Christian had nothing but contempt for people who talked about giving it all up and moving to Cornwall to open a café. Their visit to the farm on Saturday had only confirmed his suspicions about these types of people and yet it had also left a nasty taste in his mouth. He wouldn’t want to be Charlie, so seething in his own anger that Christian wouldn’t be surprised to one day read in the paper that he’d killed his whole family. But still he remembered exactly what the man had said and the sentiment chimed uncomfortably close to what he thought himself.

‘They’re never happy, women,’ Charlie had said as they’d sat in the barn, taking turns to swig from one of his many hidden whisky bottles, both sucking on fags.

‘When Margo flipped out, I tried to see the bright side. I told myself that it was pretty pointless going into work every day when we didn’t need the money, leaving the kids with all these ghastly girls who hardly spoke English, and I thought, Yeah, why not? Let’s give it a go. But then we get down here and within bloody seconds Margo’s all like, So what shall we do now? She was pregnant again then, by the way, and the house was a tip so we were supervising builders and dealing with planning and everything, but still she was like, What next? And I thought, What next? What bloody next is that we might relax and live a bit. I said to her, For God’s sake, we’ve both made enough money, you’re going to inherit a fortune, why don’t we kick back for a bit and see what happens? But she couldn’t. Oh no. What would everyone think? she actually said that. What, I said, all those fucking tossers who boast about their cars and Spanish villas who we’ve left behind in London? Who cares what they fucking think? And she was all outraged. I hadn’t realised, but she liked those people, she still wanted them to be our friends.

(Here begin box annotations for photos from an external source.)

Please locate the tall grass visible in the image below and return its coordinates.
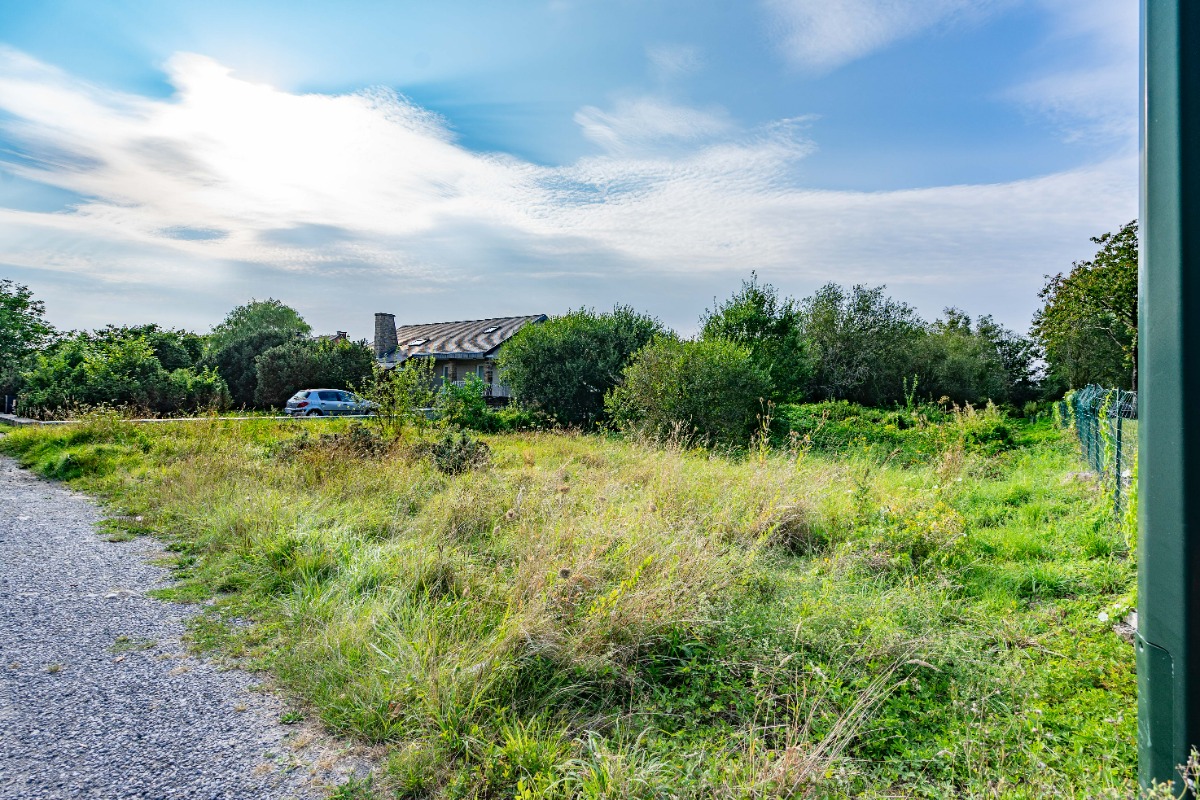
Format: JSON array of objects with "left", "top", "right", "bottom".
[{"left": 0, "top": 410, "right": 1135, "bottom": 798}]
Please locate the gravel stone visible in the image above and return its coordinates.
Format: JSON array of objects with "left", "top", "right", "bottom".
[{"left": 0, "top": 457, "right": 364, "bottom": 800}]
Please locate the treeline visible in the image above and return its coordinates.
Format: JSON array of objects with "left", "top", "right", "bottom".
[
  {"left": 500, "top": 221, "right": 1138, "bottom": 443},
  {"left": 0, "top": 293, "right": 374, "bottom": 416},
  {"left": 499, "top": 276, "right": 1040, "bottom": 443}
]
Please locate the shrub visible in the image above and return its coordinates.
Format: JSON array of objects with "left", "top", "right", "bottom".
[
  {"left": 700, "top": 272, "right": 812, "bottom": 401},
  {"left": 606, "top": 337, "right": 772, "bottom": 445},
  {"left": 20, "top": 333, "right": 229, "bottom": 415},
  {"left": 497, "top": 306, "right": 664, "bottom": 426},
  {"left": 421, "top": 431, "right": 492, "bottom": 475},
  {"left": 358, "top": 359, "right": 433, "bottom": 440},
  {"left": 254, "top": 339, "right": 374, "bottom": 407}
]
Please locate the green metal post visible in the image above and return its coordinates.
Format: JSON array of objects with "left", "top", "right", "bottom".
[
  {"left": 1112, "top": 402, "right": 1124, "bottom": 513},
  {"left": 1136, "top": 0, "right": 1200, "bottom": 786}
]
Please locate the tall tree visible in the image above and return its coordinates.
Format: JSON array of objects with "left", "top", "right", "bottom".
[
  {"left": 700, "top": 272, "right": 812, "bottom": 402},
  {"left": 0, "top": 278, "right": 54, "bottom": 395},
  {"left": 208, "top": 297, "right": 312, "bottom": 353},
  {"left": 497, "top": 306, "right": 664, "bottom": 426},
  {"left": 800, "top": 283, "right": 925, "bottom": 405},
  {"left": 1033, "top": 219, "right": 1138, "bottom": 390},
  {"left": 204, "top": 297, "right": 312, "bottom": 405}
]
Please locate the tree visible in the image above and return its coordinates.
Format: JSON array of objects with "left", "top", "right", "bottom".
[
  {"left": 20, "top": 329, "right": 229, "bottom": 414},
  {"left": 89, "top": 323, "right": 203, "bottom": 372},
  {"left": 700, "top": 272, "right": 812, "bottom": 402},
  {"left": 1033, "top": 219, "right": 1138, "bottom": 391},
  {"left": 254, "top": 339, "right": 374, "bottom": 407},
  {"left": 208, "top": 297, "right": 312, "bottom": 353},
  {"left": 205, "top": 329, "right": 295, "bottom": 407},
  {"left": 204, "top": 299, "right": 311, "bottom": 407},
  {"left": 605, "top": 336, "right": 773, "bottom": 445},
  {"left": 800, "top": 283, "right": 925, "bottom": 405},
  {"left": 913, "top": 308, "right": 1036, "bottom": 404},
  {"left": 356, "top": 359, "right": 434, "bottom": 440},
  {"left": 0, "top": 278, "right": 54, "bottom": 395},
  {"left": 497, "top": 306, "right": 665, "bottom": 426}
]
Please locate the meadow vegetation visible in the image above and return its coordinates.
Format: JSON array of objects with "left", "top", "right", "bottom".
[{"left": 0, "top": 403, "right": 1136, "bottom": 800}]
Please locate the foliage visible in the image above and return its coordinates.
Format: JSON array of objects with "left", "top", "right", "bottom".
[
  {"left": 1033, "top": 219, "right": 1138, "bottom": 391},
  {"left": 911, "top": 308, "right": 1037, "bottom": 405},
  {"left": 204, "top": 299, "right": 311, "bottom": 408},
  {"left": 0, "top": 417, "right": 1136, "bottom": 800},
  {"left": 700, "top": 272, "right": 812, "bottom": 402},
  {"left": 254, "top": 339, "right": 376, "bottom": 408},
  {"left": 419, "top": 429, "right": 492, "bottom": 475},
  {"left": 204, "top": 329, "right": 295, "bottom": 408},
  {"left": 20, "top": 330, "right": 229, "bottom": 415},
  {"left": 208, "top": 297, "right": 312, "bottom": 354},
  {"left": 0, "top": 278, "right": 54, "bottom": 395},
  {"left": 497, "top": 306, "right": 664, "bottom": 426},
  {"left": 86, "top": 323, "right": 204, "bottom": 372},
  {"left": 433, "top": 374, "right": 498, "bottom": 431},
  {"left": 775, "top": 401, "right": 1016, "bottom": 464},
  {"left": 607, "top": 336, "right": 772, "bottom": 445},
  {"left": 356, "top": 359, "right": 434, "bottom": 441},
  {"left": 800, "top": 283, "right": 924, "bottom": 405}
]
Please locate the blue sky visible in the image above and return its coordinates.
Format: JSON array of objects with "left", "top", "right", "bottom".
[{"left": 0, "top": 0, "right": 1138, "bottom": 337}]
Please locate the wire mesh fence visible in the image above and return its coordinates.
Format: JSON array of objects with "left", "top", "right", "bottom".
[{"left": 1058, "top": 385, "right": 1138, "bottom": 513}]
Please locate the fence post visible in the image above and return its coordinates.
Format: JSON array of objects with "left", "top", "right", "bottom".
[
  {"left": 1112, "top": 402, "right": 1124, "bottom": 513},
  {"left": 1136, "top": 0, "right": 1200, "bottom": 787}
]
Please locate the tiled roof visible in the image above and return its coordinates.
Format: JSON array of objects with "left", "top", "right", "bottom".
[{"left": 395, "top": 314, "right": 546, "bottom": 361}]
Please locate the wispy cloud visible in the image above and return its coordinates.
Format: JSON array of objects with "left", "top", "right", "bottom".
[
  {"left": 1007, "top": 0, "right": 1139, "bottom": 146},
  {"left": 763, "top": 0, "right": 1010, "bottom": 72},
  {"left": 575, "top": 97, "right": 733, "bottom": 152},
  {"left": 0, "top": 50, "right": 1136, "bottom": 335},
  {"left": 646, "top": 44, "right": 703, "bottom": 82}
]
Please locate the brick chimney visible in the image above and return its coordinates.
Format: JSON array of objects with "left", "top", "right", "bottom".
[{"left": 374, "top": 312, "right": 400, "bottom": 359}]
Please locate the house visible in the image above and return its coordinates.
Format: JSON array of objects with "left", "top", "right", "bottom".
[{"left": 374, "top": 313, "right": 546, "bottom": 398}]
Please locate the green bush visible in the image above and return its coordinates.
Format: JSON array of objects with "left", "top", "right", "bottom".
[
  {"left": 773, "top": 401, "right": 1015, "bottom": 464},
  {"left": 254, "top": 339, "right": 374, "bottom": 408},
  {"left": 497, "top": 306, "right": 664, "bottom": 426},
  {"left": 606, "top": 337, "right": 772, "bottom": 445},
  {"left": 20, "top": 333, "right": 229, "bottom": 415},
  {"left": 422, "top": 431, "right": 492, "bottom": 475}
]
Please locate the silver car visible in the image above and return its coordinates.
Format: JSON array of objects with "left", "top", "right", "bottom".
[{"left": 283, "top": 389, "right": 374, "bottom": 416}]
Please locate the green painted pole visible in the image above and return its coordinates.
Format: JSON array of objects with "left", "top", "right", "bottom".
[{"left": 1136, "top": 0, "right": 1200, "bottom": 786}]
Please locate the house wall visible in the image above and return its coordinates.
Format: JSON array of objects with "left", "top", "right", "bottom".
[{"left": 433, "top": 359, "right": 509, "bottom": 397}]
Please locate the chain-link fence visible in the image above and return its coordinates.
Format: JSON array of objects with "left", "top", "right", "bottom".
[{"left": 1058, "top": 385, "right": 1138, "bottom": 512}]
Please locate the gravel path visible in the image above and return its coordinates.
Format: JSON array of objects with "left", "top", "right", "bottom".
[{"left": 0, "top": 458, "right": 355, "bottom": 800}]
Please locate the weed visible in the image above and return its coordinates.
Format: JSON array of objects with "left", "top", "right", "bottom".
[{"left": 0, "top": 403, "right": 1136, "bottom": 800}]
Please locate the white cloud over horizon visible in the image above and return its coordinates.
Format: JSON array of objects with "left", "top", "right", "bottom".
[{"left": 0, "top": 49, "right": 1136, "bottom": 335}]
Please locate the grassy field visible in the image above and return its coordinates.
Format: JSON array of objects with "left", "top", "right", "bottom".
[{"left": 0, "top": 409, "right": 1136, "bottom": 799}]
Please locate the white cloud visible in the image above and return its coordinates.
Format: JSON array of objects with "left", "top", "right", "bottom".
[
  {"left": 0, "top": 52, "right": 1136, "bottom": 335},
  {"left": 764, "top": 0, "right": 1007, "bottom": 72}
]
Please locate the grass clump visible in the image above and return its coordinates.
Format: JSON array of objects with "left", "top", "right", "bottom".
[{"left": 0, "top": 404, "right": 1136, "bottom": 799}]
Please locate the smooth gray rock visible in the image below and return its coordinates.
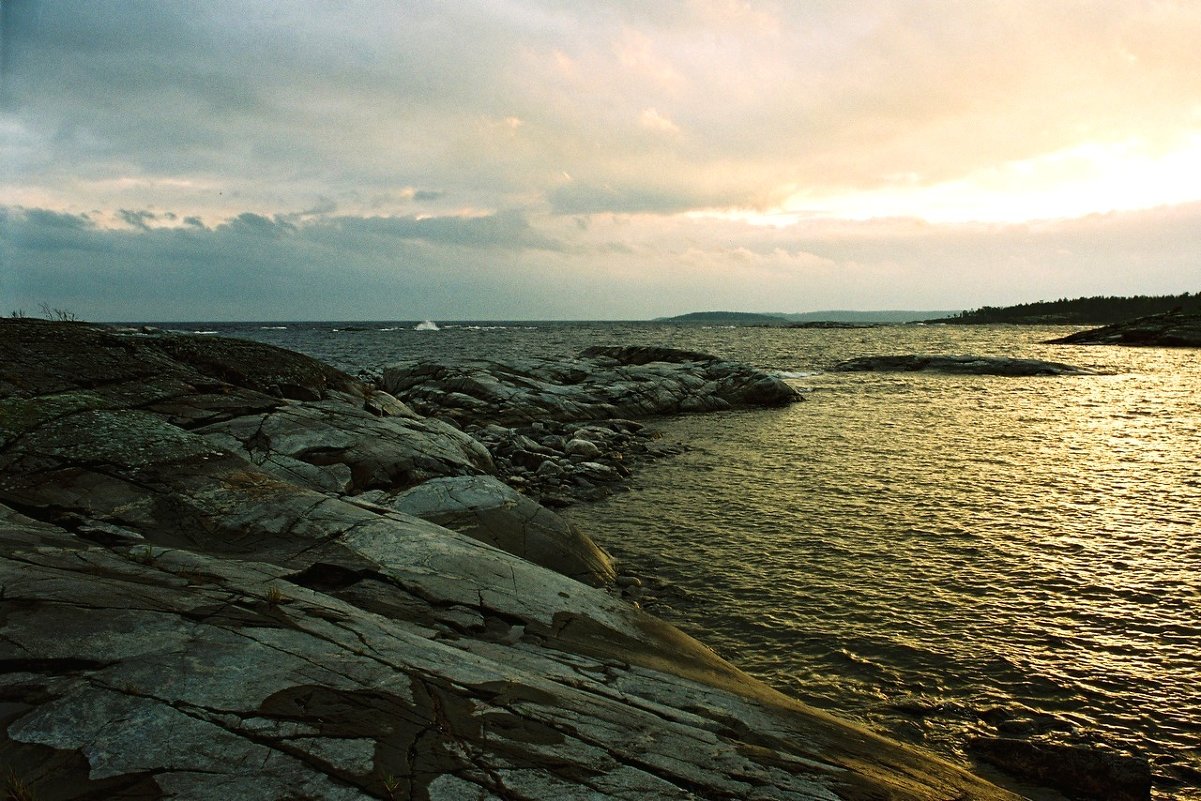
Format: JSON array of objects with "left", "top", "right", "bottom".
[
  {"left": 376, "top": 476, "right": 616, "bottom": 586},
  {"left": 0, "top": 319, "right": 1014, "bottom": 801},
  {"left": 383, "top": 347, "right": 801, "bottom": 426}
]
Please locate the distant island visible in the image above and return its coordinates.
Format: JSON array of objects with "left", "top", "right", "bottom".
[
  {"left": 655, "top": 311, "right": 788, "bottom": 325},
  {"left": 941, "top": 292, "right": 1201, "bottom": 325},
  {"left": 655, "top": 310, "right": 960, "bottom": 325}
]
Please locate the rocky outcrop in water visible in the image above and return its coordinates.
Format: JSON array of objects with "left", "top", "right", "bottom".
[
  {"left": 969, "top": 737, "right": 1152, "bottom": 801},
  {"left": 380, "top": 346, "right": 801, "bottom": 507},
  {"left": 1050, "top": 311, "right": 1201, "bottom": 347},
  {"left": 383, "top": 347, "right": 800, "bottom": 426},
  {"left": 0, "top": 319, "right": 1012, "bottom": 801},
  {"left": 833, "top": 354, "right": 1091, "bottom": 376}
]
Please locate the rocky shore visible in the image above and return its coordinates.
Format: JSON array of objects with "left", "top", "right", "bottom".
[
  {"left": 381, "top": 346, "right": 801, "bottom": 507},
  {"left": 1048, "top": 311, "right": 1201, "bottom": 347},
  {"left": 0, "top": 319, "right": 1015, "bottom": 801}
]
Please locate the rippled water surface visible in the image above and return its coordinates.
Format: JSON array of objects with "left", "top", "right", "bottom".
[{"left": 204, "top": 324, "right": 1201, "bottom": 799}]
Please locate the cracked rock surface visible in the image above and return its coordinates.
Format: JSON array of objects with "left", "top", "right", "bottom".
[{"left": 0, "top": 319, "right": 1014, "bottom": 801}]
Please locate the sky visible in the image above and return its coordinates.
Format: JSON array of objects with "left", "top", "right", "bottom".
[{"left": 0, "top": 0, "right": 1201, "bottom": 321}]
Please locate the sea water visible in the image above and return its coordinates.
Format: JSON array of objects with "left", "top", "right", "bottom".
[{"left": 175, "top": 321, "right": 1201, "bottom": 799}]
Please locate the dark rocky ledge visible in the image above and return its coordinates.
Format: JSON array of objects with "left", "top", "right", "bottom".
[
  {"left": 0, "top": 319, "right": 1015, "bottom": 801},
  {"left": 381, "top": 346, "right": 801, "bottom": 507},
  {"left": 833, "top": 355, "right": 1092, "bottom": 376},
  {"left": 1048, "top": 311, "right": 1201, "bottom": 347}
]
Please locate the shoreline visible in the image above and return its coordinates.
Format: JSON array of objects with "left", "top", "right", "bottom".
[{"left": 0, "top": 321, "right": 1095, "bottom": 800}]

So she set up the stupid soap business that costs us more to run than we make, but still inane magazines like your wife’s come and interview her about it and take photos of her with all four kids and everyone’s, like, God she’s so amazing, look at her perfect life. It makes me fucking sick. Doesn’t anyone tell it like it is any more?’

Sarah told it like it was this time. They met in a café which overlooked the big lake in Hyde Park and she had tiny red spots high up on her cheeks. ‘I am not going to be fucked around by you again, Christian,’ she said as she played with her cappuccino.

‘No, you’ve got it wrong . . . ’ he started.

‘Got it wrong how?’ He noticed that her eyes flicked with anger in the same way Ruth’s did and he was floored again by the sensation that nothing was ever going to be different and he was never going to escape himself. ‘Got it wrong that you want an easy affair?’

‘I don’t want another affair.’ Which was true, but about as far as he could get.

‘Oh, so you’re going to leave Ruth and the kids and set up home with me then?’

‘Is that what you want?’ Christian felt as though he had lost his footings and that the lake had somehow flooded the café. He hadn’t meant to say any of this, but he hadn’t bargained on anyone else being in control.